Luego de mucho leer, estudiar y analizar se puede entender que la vida en la Tierra continuará hasta que desaparezca el Sol, cuando se convierta en una gigante roja, o sea, algunos cuantos millones de años.

La vida en la Tierra siguió a pesar de la Era del Hielo, a pesar del meteorito que terminó con la existencia de los dinosaurios y por ahí vamos. La vida siguió y va a seguir a su manera, mutando, cambiando, adaptándose, reacomodándose de acuerdo con los diferentes avatares. ¿Tendremos los seres humanos esa capacidad para adaptarnos?

Lo que está ocurriendo con la vida de los seres vivos es tan triste como desafiante. Aún no somos conscientes de lo que estamos haciendo como especie. El ambiente no es lo suficientemente tentador para captar la atención de la humanidad. Aún pecamos de ignorantes.

Estamos consumiendo por demás lo que nos proporciona la vida, y eso es la naturaleza. Esto es como una caja de ahorro: si sacamos más dinero del que colocamos, quebramos. Lo mismo pasa con el ambiente: si usamos más materia prima de la que devolvemos en términos de cuidado o reparación, el sistema quiebra; el ecosistema colapsa.

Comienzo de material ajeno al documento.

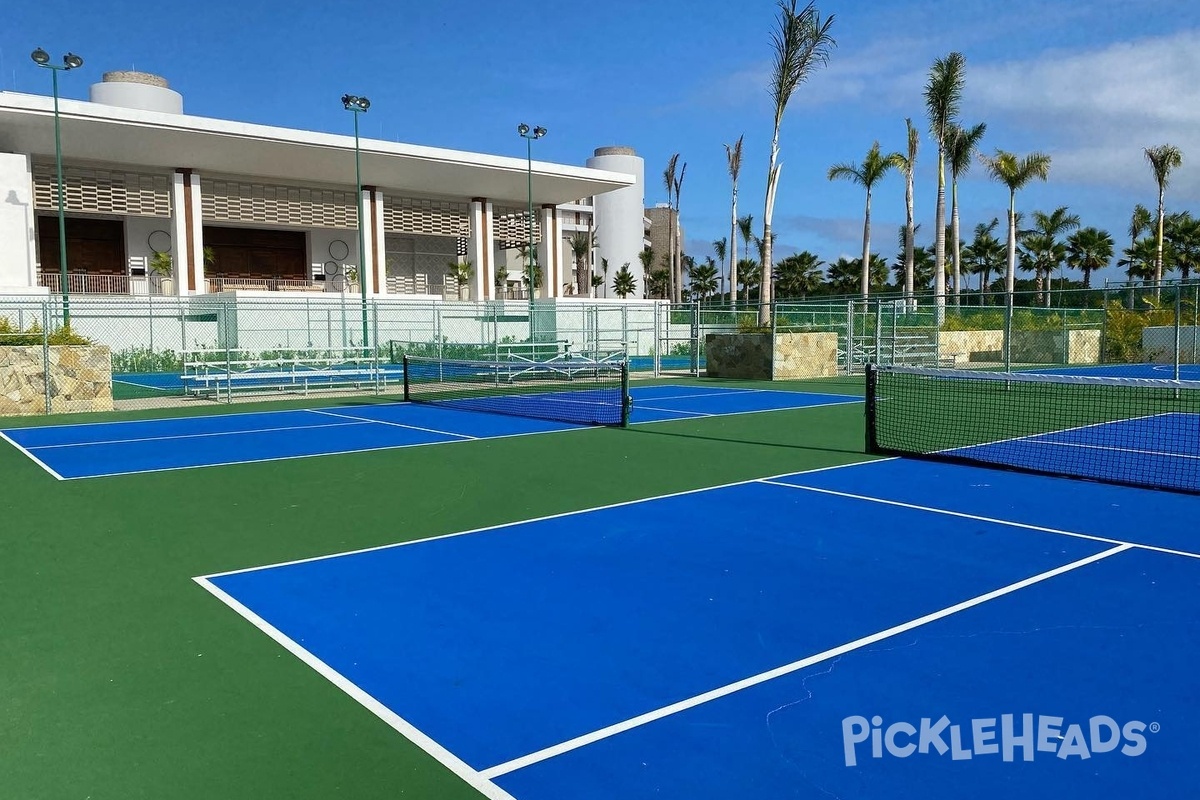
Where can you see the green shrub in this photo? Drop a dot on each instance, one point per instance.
(11, 335)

La buena noticia es que la naturaleza nos proporciona todos los alimentos que precisamos, toda la materia prima para poder vestirnos, vestir nuestros hogares, equipar nuestras oficinas con todas las energías existentes. La triste noticia es que no lo hacemos de manera sustentable.

¿Qué podemos hacer?

Dejar de consumir bolsas de plástico. La ley 13.868 las prohíbe, pero ¿qué hacemos nosotros y los comercios? No cumplimos la ley y las seguimos exigiendo, pero queremos que nuestros lugares de descanso tengan mucho verde. Deberíamos ser más coherentes. Tenemos además excelentes leyes para proteger el medioambiente y protegernos a nosotros, pero las leyes no se cumplen y tampoco existe una autoridad gubernamental que lo exija.

Entonces, como diría mi abuela, “tenemos que tomar el toro por las astas” y por eso mi insistencia en elevar nuestra conciencia y hacer lo que habría que hacer en nuestro metro cuadrado por el solo hecho de dejar de robarles el futuro a nuestros hijos. Asumirnos responsables de una vez por todas y dejar de buscar culpables.